Research and Development

Research and development costs, which include labor and related employee expenses, patent maintenance fees, project materials costs, project subcontractors, depreciation of engineering equipment, building costs and other administration expenses, are generally expensed as incurred. Engineering materials that are expected to provide future value are included in inventories.

 

Taxes on Unremitted Foreign Income

The Company provides for income taxes on its foreign subsidiaries’ taxable income based on the effective income tax rate in each respective jurisdiction. The Company provides for deferred taxes on the undistributed earnings of a subsidiary, except to the extent that the income is intended to be indefinitely reinvested or remitted in a tax-free liquidation. The only foreign jurisdiction where the Company is permanently reinvested is Singapore. The cumulative amount of earnings upon which U.S. income taxes have not been provided was $20.9 million and $13.6 million as of March 31, 2012 and April 2, 2011, respectively. The unrecognized deferred tax liability related to these earnings was $7.3 million and $4.2 million as of March 31, 2012 and April 2, 2011, respectively.

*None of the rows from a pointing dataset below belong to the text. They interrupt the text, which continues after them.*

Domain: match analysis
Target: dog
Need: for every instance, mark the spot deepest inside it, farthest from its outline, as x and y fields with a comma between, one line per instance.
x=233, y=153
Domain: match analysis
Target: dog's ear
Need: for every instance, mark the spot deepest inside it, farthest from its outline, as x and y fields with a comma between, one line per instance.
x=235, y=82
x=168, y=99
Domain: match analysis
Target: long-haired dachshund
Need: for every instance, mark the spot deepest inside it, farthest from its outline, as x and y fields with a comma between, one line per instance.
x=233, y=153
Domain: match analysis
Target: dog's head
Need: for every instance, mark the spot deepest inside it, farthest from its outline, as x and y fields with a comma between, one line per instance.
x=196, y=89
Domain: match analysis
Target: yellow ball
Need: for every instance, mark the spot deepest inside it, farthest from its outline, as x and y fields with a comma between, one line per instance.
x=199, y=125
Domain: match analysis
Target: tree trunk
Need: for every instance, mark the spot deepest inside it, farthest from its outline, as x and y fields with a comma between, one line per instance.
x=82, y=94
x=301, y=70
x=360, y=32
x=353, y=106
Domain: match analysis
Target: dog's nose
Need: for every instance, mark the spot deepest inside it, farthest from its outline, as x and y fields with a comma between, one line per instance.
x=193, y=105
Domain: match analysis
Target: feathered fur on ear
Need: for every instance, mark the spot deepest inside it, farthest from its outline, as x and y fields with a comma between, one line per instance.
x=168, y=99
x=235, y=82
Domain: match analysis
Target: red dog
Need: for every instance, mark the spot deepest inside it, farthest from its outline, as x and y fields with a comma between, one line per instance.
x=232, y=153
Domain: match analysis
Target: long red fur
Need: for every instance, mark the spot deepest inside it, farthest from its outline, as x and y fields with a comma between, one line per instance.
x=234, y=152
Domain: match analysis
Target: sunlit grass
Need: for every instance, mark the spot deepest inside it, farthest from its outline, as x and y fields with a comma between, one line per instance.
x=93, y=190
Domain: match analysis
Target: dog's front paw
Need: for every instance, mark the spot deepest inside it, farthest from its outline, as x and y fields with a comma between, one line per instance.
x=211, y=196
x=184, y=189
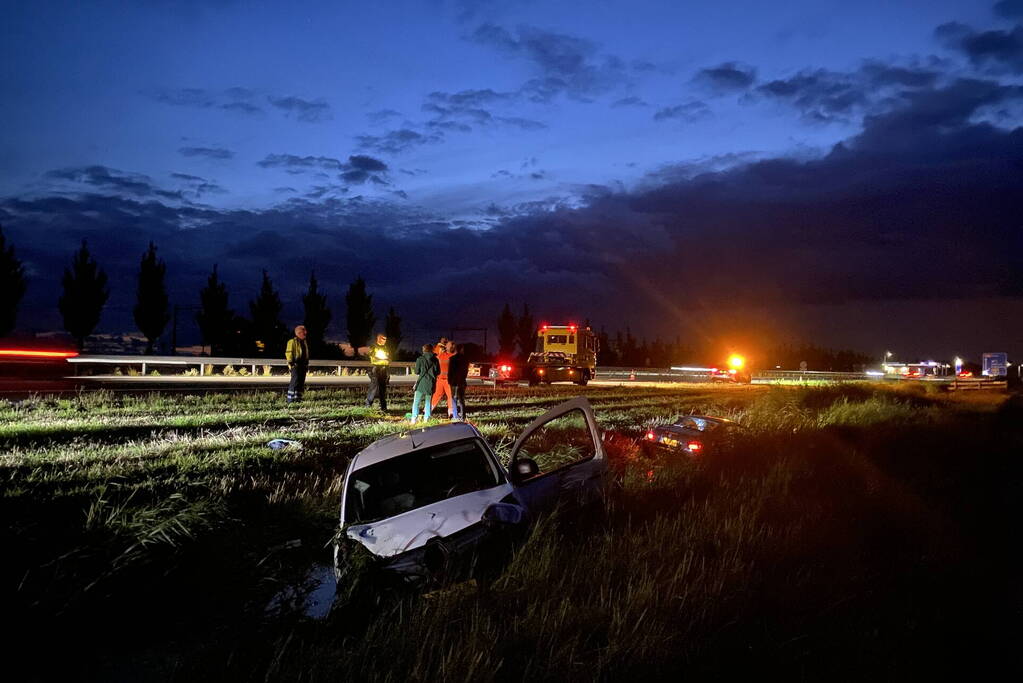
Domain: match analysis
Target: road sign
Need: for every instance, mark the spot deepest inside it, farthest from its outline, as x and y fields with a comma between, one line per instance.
x=995, y=365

Comprehensive Income (Loss)

Comprehensive income (loss) includes net income (loss) and “other comprehensive income,” which includes charges or credits to equity that are not the result of transactions with shareholders. Comprehensive income (loss) within these consolidated financial statements includes primarily cumulative foreign currency translation adjustments and unrealized gains and losses on securities available for sale. The cumulative translation adjustment included in accumulated other comprehensive income (loss) at March 31, 2012 and April 2, 2011 was $0.6 million and $0.3 million, respectively.

Earnings Per Share

Basic earnings per share (EPS) is computed utilizing the weighted average number of shares outstanding during the period. Diluted EPS also considers common stock equivalents, such as stock options, stock-settled stock appreciation rights (SARs), employee stock purchase plan (ESPP) shares and restricted stock units, to the extent that they are not antidilutive.

Share-Based Compensation

The Company recognizes expense related to the fair value of its share-based compensation awards. The Company uses the Black-Scholes model to estimate the fair value of all share-based compensation awards on the date of grant, except for unvested restricted stock units, which are valued at the fair market value of the Company’s stock on the date of award. The Company recognizes the compensation expense for options, SARs and unvested restricted stock units on a straight-line basis over the requisite service period of the award.

Segment Reporting

The Company complies with ASC Topic 280 “Segment Reporting” (ASC Topic 280). ASC Topic 280, which is based on a management approach to segment reporting, establishes requirements to report selected segment information quarterly and to report annually entity-wide disclosures about products, major customers and the geographies in which the entity holds material assets and reports revenue. An operating segment is defined as a component that engages in business activities whose operating results are reviewed by the chief operating decision maker and for which discrete financial information is available. Based on the provisions of ASC Topic 280, the Company has determined that it operates in one segment. The Company manages its resources and assesses its performance on an enterprise-wide basis.

Employee Benefit Plans

The Company has an employee savings plan under the provisions of Section 401(k) of the Internal Revenue Code. During 2012 and 2011, contributions to the plan by the Company were $0.3 million and $0.2 million, respectively.

The Company has defined benefit retirement plans at certain of its foreign subsidiaries. The Company accounts for these plans based on the provisions of ASC Topic 715 “Compensation-Retirement Benefits”.